Yıkımın yapıldğını tutanakları ile birlikte mahkemeye ibraz edin.
Bu durumda mahkeme, YD talebi konusuz kaldığı için bu konuda karar verilmesine yer olmadığına karar vermek zorunda kalacaktır.

İşin tazminat sorumluluğuna gelince;
Davanın sonunda yıkım kararının yetki, şekil, sebep, konu ve maksat yönlerinden hukuka aykırı olduğu sonucuna varılır ve bu karar kesinleşirse, yıkım sebebiyle tazminat ödeyeceğiniz kesindir.
Yok yıkım kararı hukuka uygun bulunur ise, tazminat ödemezsiniz. (İdarî işlem hukuka uygun olsa bile idare hukukundaki sosyal risk vs. sebeplerle tazminat ödendiği durumları istisna tutarak söylüyorum.)

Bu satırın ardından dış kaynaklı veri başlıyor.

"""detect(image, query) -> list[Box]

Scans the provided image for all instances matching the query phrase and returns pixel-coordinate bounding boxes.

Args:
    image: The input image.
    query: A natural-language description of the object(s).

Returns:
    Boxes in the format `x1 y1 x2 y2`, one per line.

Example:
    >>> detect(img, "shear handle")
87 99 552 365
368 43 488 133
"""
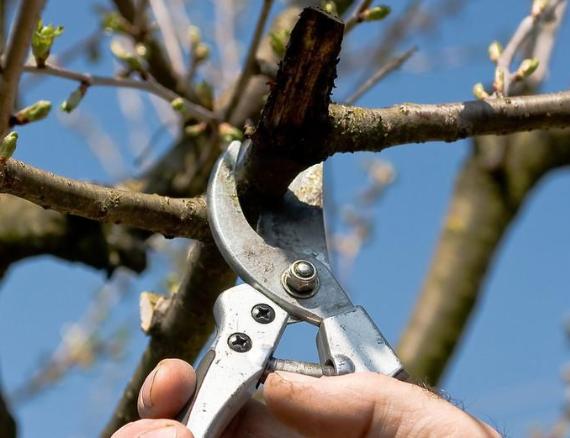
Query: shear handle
178 284 288 438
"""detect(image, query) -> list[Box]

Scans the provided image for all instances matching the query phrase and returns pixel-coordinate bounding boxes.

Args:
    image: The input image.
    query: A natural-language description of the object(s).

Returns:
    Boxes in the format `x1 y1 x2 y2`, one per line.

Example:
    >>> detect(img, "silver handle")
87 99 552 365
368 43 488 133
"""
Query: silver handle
178 284 288 438
316 306 405 378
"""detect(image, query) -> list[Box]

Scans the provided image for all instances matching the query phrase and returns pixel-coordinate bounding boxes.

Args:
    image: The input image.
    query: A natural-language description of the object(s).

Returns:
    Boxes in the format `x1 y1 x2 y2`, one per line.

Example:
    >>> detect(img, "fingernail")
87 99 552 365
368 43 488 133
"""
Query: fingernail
139 364 162 411
139 426 178 438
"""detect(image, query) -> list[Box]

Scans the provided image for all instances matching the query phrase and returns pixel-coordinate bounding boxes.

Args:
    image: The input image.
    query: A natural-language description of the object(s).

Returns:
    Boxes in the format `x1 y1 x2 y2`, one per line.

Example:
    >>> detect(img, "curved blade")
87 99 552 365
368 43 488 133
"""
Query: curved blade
207 141 352 324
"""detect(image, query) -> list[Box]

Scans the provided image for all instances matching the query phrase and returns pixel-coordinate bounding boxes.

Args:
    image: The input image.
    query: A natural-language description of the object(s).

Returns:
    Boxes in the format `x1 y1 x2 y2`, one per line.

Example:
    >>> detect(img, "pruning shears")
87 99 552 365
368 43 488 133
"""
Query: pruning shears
178 141 406 437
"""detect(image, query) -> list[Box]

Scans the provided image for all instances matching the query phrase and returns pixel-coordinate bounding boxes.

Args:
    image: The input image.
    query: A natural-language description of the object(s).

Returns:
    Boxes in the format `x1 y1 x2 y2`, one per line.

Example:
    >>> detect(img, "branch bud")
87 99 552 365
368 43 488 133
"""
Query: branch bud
515 58 540 80
170 97 186 113
472 83 490 100
187 26 201 48
532 0 550 17
493 67 505 95
193 43 210 63
269 29 290 59
360 5 391 21
110 40 144 71
101 11 130 34
32 20 64 67
61 84 88 113
13 100 52 124
488 41 502 63
321 1 338 15
0 131 18 163
218 123 243 143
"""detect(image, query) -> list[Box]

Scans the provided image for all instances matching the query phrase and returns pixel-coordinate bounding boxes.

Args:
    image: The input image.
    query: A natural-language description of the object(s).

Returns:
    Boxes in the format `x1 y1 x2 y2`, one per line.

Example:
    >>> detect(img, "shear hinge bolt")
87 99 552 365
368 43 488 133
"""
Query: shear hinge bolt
228 332 252 352
283 260 319 296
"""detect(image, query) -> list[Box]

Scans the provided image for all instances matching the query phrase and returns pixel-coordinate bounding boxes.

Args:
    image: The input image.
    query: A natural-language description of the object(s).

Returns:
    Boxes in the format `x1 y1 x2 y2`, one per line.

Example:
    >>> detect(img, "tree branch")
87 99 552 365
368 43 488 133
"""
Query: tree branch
398 129 570 384
21 64 217 122
0 382 16 438
0 0 45 135
0 160 210 241
326 91 570 156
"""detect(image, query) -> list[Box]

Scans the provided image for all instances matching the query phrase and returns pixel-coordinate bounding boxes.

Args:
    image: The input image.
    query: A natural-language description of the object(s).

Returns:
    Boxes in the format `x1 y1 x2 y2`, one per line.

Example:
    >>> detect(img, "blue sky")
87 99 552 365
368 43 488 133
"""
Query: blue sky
0 1 568 437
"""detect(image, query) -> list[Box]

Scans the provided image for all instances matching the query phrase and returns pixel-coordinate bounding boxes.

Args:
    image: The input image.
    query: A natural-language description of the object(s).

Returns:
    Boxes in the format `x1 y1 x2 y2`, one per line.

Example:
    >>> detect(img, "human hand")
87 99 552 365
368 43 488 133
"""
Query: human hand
111 358 500 438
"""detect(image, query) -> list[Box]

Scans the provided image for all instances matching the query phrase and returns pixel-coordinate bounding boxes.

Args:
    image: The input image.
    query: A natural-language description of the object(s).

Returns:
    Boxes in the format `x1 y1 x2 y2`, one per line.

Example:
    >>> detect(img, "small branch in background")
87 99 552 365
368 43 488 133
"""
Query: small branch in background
0 159 210 240
9 272 133 405
476 0 567 97
213 0 240 86
21 63 218 122
148 0 185 77
345 47 416 105
0 0 46 136
345 0 373 32
224 0 274 121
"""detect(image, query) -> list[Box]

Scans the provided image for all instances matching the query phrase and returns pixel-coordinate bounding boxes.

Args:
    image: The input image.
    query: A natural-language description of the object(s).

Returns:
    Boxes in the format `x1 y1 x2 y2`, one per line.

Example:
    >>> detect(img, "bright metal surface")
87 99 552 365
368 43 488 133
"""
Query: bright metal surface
207 141 353 323
183 284 288 438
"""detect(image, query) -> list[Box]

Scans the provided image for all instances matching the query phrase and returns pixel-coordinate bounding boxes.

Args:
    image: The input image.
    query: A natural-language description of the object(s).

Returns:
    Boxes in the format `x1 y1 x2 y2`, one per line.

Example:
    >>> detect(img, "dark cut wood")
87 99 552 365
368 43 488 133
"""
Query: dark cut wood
238 7 344 203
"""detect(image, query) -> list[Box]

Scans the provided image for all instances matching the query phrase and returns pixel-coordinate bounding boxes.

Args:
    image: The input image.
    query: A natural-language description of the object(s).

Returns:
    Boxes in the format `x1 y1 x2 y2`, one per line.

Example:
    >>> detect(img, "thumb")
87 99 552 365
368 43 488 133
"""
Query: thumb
263 371 498 438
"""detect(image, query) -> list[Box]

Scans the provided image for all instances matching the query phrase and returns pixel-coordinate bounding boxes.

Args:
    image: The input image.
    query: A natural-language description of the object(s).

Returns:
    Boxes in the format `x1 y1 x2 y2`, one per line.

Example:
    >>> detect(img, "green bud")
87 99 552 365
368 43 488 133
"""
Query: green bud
361 6 391 21
188 26 201 48
101 11 129 34
219 123 243 143
61 85 87 113
321 1 338 15
488 41 502 63
269 30 290 59
184 122 207 137
472 83 489 100
516 58 540 79
170 97 186 113
493 67 505 94
195 81 214 109
193 43 210 62
0 131 18 162
32 20 64 66
14 100 52 124
110 40 144 71
532 0 549 17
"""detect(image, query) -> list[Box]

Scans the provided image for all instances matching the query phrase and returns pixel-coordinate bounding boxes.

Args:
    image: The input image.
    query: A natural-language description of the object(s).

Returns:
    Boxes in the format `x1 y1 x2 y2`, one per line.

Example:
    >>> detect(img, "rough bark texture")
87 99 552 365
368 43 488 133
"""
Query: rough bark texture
398 130 570 384
0 160 210 241
239 7 344 202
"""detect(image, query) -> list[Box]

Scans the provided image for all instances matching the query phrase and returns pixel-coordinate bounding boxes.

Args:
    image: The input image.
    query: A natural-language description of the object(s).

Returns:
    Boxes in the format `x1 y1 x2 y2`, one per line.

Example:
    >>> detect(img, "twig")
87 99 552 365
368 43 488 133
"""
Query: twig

Burada Belediyenizin dava bitmeden yıkım yapıp yapmama noktasındaki tercihini belirleyecek olan hukuk değil, stratejidir.
Yıkımı yapılacak yer, sel baskını olma ihtimali yüksek olan bir yer değilse, içinde yaşayanların hayatî tehlikesi söz konusu değilse... Yani yıkımı ivedi kılacak bir durum söz konusu değilse stratejik olarak mahkeme kararının beklenmesi daha münasiptir.
Stratejiyi bir kenara bırakırsak, hukuken YD kararı verilmediği sürece yıkım kararını icra etmenize mani bir durum yoktur.

Bir de bu yapı imar planı ve sair mevzuat gereği ruhsata bağlanabilir bir yapı mıdır? Eğer ruhsata bağlanabilir bir yapı ise, Encümen belirli bir ruhsat müracaat süresi tanımalıydı yapı sahibine... Eğer imar planı gereği bu yapı ruhsata bağlanabilir bir yapı ise ve süre tanınmadan yıkım kararı alınmış ise, sırf bu süre tanınmadığı için bile işlem iptal edilebilir; daha sonra da tam yargı davası ile tazminata hükmedilebilir.